Azure / Moodle

Tooling and guidance on deploying Scalable Moodle Clusters on Azure.
MIT License
153 stars 165 forks source link

Mitigate performance issues through cache configuration and other improvements. #215

Open asw101 opened 3 years ago

asw101 commented 3 years ago

This PR mitigates performance and transient reliability issues which we have identified during load testing via JMeter and the Latency-Sensitive Stress Testing (time-gated-exam.jmx) exam with tweaks and updates for the latest version. The changes are as follows:

  1. Sets the Moodle localcachedir to /tmp/localcachedir

    During testing of the Large size deployment, which defaults to Azure Premium Files as the external file share, we identified files in the /moodle/moodledata directory that caused increased latency.

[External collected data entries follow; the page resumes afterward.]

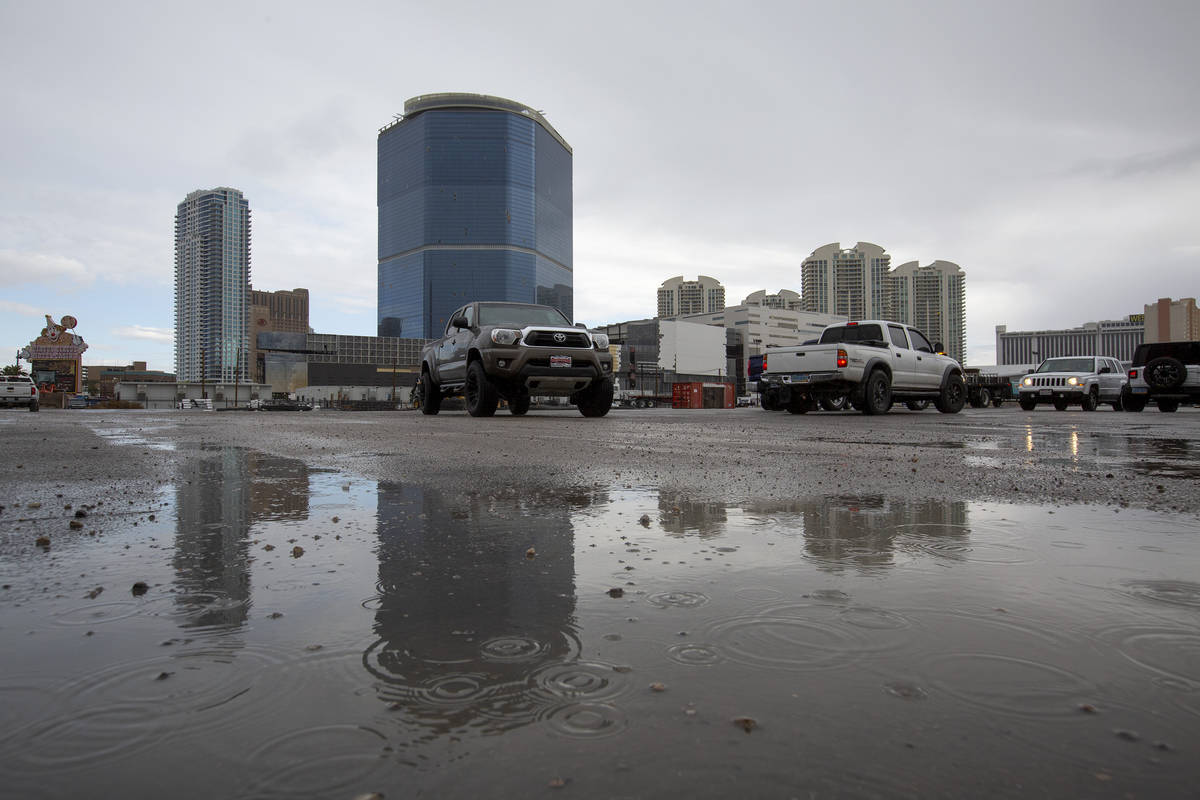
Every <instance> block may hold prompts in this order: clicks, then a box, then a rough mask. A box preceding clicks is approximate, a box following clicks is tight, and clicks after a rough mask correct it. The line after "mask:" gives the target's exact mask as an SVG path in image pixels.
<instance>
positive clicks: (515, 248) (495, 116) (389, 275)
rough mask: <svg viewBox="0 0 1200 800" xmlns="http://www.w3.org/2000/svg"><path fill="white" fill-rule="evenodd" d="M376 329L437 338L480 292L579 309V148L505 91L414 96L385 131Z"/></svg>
mask: <svg viewBox="0 0 1200 800" xmlns="http://www.w3.org/2000/svg"><path fill="white" fill-rule="evenodd" d="M377 155H378V185H377V198H378V209H379V252H378V257H379V285H378V300H379V305H378V333H379V336H398V337H408V338H422V337H424V338H432V337H437V336H440V335H442V332H443V329H444V327H445V324H446V321H448V319H449V314H450V313H451V312H452V311H454V309H455V308H457V307H458V306H461V305H463V303H464V302H469V301H472V300H506V301H516V302H538V303H545V305H550V306H554V307H557V308H558V309H559V311H562V312H563V313H564V314H566V317H568V318H569V319H572V318H574V299H572V285H574V275H572V270H574V266H572V259H574V257H572V239H571V235H572V233H571V224H572V206H571V203H572V200H571V158H572V154H571V148H570V145H569V144H566V142H565V140H564V139H563V137H562V136H559V134H558V132H557V131H556V130H554V128H553V127H552V126H551V125H550V122H547V121H546V119H545V118H544V116H542V115H541V114H540V113H539V112H536V110H534V109H532V108H529V107H527V106H523V104H521V103H516V102H514V101H511V100H504V98H503V97H492V96H490V95H470V94H438V95H421V96H419V97H413V98H412V100H409V101H407V102H406V103H404V114H403V116H401V118H400V119H397V120H396V121H394V122H391V124H389V125H388V126H385V127H383V128H380V131H379V139H378V151H377Z"/></svg>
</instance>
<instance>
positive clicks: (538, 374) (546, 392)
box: [416, 301, 612, 416]
mask: <svg viewBox="0 0 1200 800" xmlns="http://www.w3.org/2000/svg"><path fill="white" fill-rule="evenodd" d="M452 396H462V397H463V398H464V399H466V403H467V413H468V414H470V415H472V416H492V415H493V414H496V409H497V407H498V405H499V401H500V398H503V399H505V401H506V402H508V404H509V410H510V411H511V413H512V414H516V415H521V414H524V413H527V411H528V410H529V401H530V397H534V396H550V397H569V398H570V401H571V403H575V405H577V407H578V409H580V413H581V414H582V415H583V416H604V415H605V414H607V413H608V409H610V408H612V354H610V353H608V337H607V336H605V335H604V333H590V332H588V331H587V330H584V329H583V327H582V326H576V325H571V321H570V320H569V319H566V317H565V315H563V312H560V311H558V309H557V308H553V307H551V306H535V305H530V303H520V302H482V301H480V302H469V303H467V305H466V306H463V307H462V308H458V309H457V311H455V312H454V313H452V314H451V315H450V321H449V323H446V329H445V335H444V336H443V337H442V338H439V339H434V341H433V342H430V343H427V344H426V345H425V348H424V349H422V350H421V377H420V379H419V383H418V392H416V398H418V403H419V404H420V408H421V411H422V413H424V414H437V413H438V411H439V410H440V409H442V399H443V398H444V397H452Z"/></svg>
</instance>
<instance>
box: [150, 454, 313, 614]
mask: <svg viewBox="0 0 1200 800" xmlns="http://www.w3.org/2000/svg"><path fill="white" fill-rule="evenodd" d="M175 498H176V499H175V505H176V515H178V521H176V530H175V557H174V560H173V566H174V569H175V587H176V589H178V593H176V595H175V603H176V606H178V607H179V609H180V612H181V613H182V614H184V619H182V620H181V621H180V626H182V627H217V628H235V627H240V626H241V625H242V624H244V622H245V621H246V614H247V612H248V609H250V596H251V587H250V553H248V549H250V529H251V527H252V525H253V523H254V522H257V521H259V519H306V518H307V517H308V468H307V467H306V465H305V463H304V462H300V461H294V459H289V458H274V457H269V456H264V455H263V453H259V452H254V451H250V450H244V449H240V447H215V449H211V451H209V452H204V453H203V455H202V456H200V457H198V458H190V459H185V461H184V462H182V465H181V467H180V474H179V479H178V482H176V489H175Z"/></svg>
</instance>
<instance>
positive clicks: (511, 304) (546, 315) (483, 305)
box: [479, 302, 571, 327]
mask: <svg viewBox="0 0 1200 800" xmlns="http://www.w3.org/2000/svg"><path fill="white" fill-rule="evenodd" d="M479 324H480V325H511V326H514V327H524V326H526V325H556V326H559V327H562V326H566V327H570V326H571V320H569V319H566V317H564V315H563V312H560V311H558V309H557V308H552V307H550V306H526V305H521V303H503V302H488V303H480V305H479Z"/></svg>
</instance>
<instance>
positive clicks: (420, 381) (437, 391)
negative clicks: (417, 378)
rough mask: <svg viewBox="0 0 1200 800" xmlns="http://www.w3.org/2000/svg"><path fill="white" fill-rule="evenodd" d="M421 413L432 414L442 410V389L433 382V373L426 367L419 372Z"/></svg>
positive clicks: (425, 413) (428, 415) (425, 414)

The first is the localcachedir directory which Moodle recommends using a fast local file system for when Moodle is clustered.

  2. Sets alternative_component_cache to /var/www/html/moodle/core_component.php

    This change is in conjunction with localcachedir and provides significant performance improvements when moodledata is located on an external file share such as Azure Premium Files (see related issue https://github.com/Azure/Moodle/issues/126 regarding GlusterFS). We chose this directory because it must already exist and the web server must have permissions to write to it.

  3. Increases default osDisk size from 30Gb (120 IOPS/3,500 Burst IOPS/25MB/sec) to 256Gb (1,100 IOPS/3,500 Burst IOPS/125MB/sec)

    During load testing we believe we may have hit IOPS and/or Throughput limits at either the Disk and/or VM level which can cause a VM to become unavailable. Updates to Disk and VM metrics will make this clearer. In order to mitigiate this we chose a Premium SSD size with significantly more IOPS and throughput.

    We initially chose 1,024Gb (5,000 IOPS/200MB/sec) because this size is the first that does not utilize the 3,500 "Burst" IOPS. Latency also decreased as the disk size was increased. However, a smaller size such as 256Gb (1,100 IOPS/3,500 Burst IOPS/125MB/sec) may be suitable and this PR changes from 30Gb to 256Gb.

    We applied this change to both the Virtual Machine Scale Set (VMSS) that handles the web traffic, as well as the Controller VM we use for JMeter testing (after resizing to match the VMSS), in order to maintain parity in terms of IOPS and throughput.

  4. Defaults Load Balancer and Public IP to the Standard SKU.

    We upgraded our Load Balancer and Public IP to the Standard SKU to enable the Multi-dimensional metrics and alerts, particularly "SNAT connections", to help avoid as well as confirm we do not experience issues such as SNAT Port Exhaustion.

These changes have been tested to deploy successfully against the current master, though load testing was performed against an earlier commit.

(Special thanks to @iennae for feedback and insights throughout!)

asw101 commented 3 years ago

Thank you @naioja for your tweaks for NSG with Standard Load Balancer. I have merged the current changes from master and resolved the merge conflict. I have also included your suggested snippet to ensure the alternative_component_cache directory exists!